Empagliflozin in kidney transplant recipients with chronic kidney disease G3a-4 and metabolic syndrome: Five Japanese cases

Background

Sodium-glucose cotransporter 2 (SGLT2) inhibitors have been shown to exert cardiorenal protective effects in diabetic patients and are widely used clinically. In addition, an increasing number of reports now suggest these drugs may even be beneficial in non-diabetic patients. However, SGLT2 inhibitors are rarely prescribed for kidney transplant recipients due to the risk of renal graft damage and urogenital infections.

Case presentation

We report the cases of 5 renal transplant recipients with chronic kidney disease G3a-4 and metabolic syndrome who were administered the SGLT2 inhibitor empagliflozin, which yielded beneficial results in 4 cases. With the exception of one patient with an initial estimated glomerular filtration rate (eGFR) of less than 30 ml/min/1.73 m2, administration of empagliflozin elicited beneficial metabolic effects. There were no significant reductions in eGFR before or after empagliflozin administration, and no dehydration or urogenital infections were observed during the treatment course.

Conclusion

Empagliflozin showed some positive effects in 4 cases with better renal function than CKD stage 4. Further studies will be required to clarify the efficacy and safety of SGLT2 inhibitors in a larger group of patients with similar medical conditions.
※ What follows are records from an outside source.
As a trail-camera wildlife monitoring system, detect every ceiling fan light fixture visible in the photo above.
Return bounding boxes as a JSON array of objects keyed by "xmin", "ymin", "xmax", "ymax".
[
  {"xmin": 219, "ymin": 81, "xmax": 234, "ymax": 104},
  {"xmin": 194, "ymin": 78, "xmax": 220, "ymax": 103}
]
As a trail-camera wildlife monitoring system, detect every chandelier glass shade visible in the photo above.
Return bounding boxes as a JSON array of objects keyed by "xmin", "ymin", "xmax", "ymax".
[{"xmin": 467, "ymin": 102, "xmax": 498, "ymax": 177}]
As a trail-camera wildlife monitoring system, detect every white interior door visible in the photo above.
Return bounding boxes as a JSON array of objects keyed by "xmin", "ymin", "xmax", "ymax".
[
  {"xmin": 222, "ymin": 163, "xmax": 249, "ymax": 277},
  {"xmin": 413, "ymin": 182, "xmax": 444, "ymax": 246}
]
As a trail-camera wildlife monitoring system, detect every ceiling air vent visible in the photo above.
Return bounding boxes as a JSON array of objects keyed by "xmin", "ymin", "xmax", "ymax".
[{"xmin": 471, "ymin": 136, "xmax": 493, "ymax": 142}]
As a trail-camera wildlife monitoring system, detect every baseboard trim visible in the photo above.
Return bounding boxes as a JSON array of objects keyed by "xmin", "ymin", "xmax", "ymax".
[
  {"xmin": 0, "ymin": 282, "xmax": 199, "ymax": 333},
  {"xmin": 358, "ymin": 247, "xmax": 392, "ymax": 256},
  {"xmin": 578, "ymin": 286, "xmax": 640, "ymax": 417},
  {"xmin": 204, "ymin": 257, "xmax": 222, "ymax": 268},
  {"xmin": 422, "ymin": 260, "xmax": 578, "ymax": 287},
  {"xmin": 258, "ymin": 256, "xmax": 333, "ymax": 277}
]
Post-transplantation diabetes mellitus (PTDM) refers to diabetes present after transplantation, irrespective of the timing of the diagnosis or whether it was present but undetected before transplantation [1]. According to a large-scale survey from the United States, PTDM occurs in about 9%, 16%, and 24% of patients, respectively, 3 months, 1 year, and 3 years after transplantation [2]. Among kidney transplant patients, the incidence of PTDM is reportedly 5.9% 6 months after transplantation, 7.1% after 1 year, 10.4% after 3 years, 13.2% after 5 years and 20.5% after 10 years [3]. This is noteworthy, as mortality during an 8-year follow-up period after kidney transplantation was reportedly 16% among non-diabetic patients but 22% among diabetic patients [4]. PTDM is also reported to be an independent risk factor for decreased renal transplant function [5]. Insulin is often required as treatment for PTDM. Metformin and sulfonylureas are the most frequently used medical treatments for PTDM. Dipeptidyl peptidase-4 (DPP-4) inhibitors, which can be used relatively safely in patients with chronic kidney disease (CKD), are also increasingly used. [6]. Sodium-glucose transport protein (SGLT2) inhibitors have been shown to exert renal and cardioprotective effects in large-scale clinical trials, and their usefulness has been well established [7,8,9,10,11]. However, Sodium-glucose cotransporter 2 (SGLT2) inhibitors are rarely prescribed for PTDM. The reason is that there is a risk of renal dysfunction and urinary tract infection due to dehydration caused by these drugs [12]. For this reason, there is little literature on the use of SGLT2 inhibitors for PTDM, and they are rarely used [6].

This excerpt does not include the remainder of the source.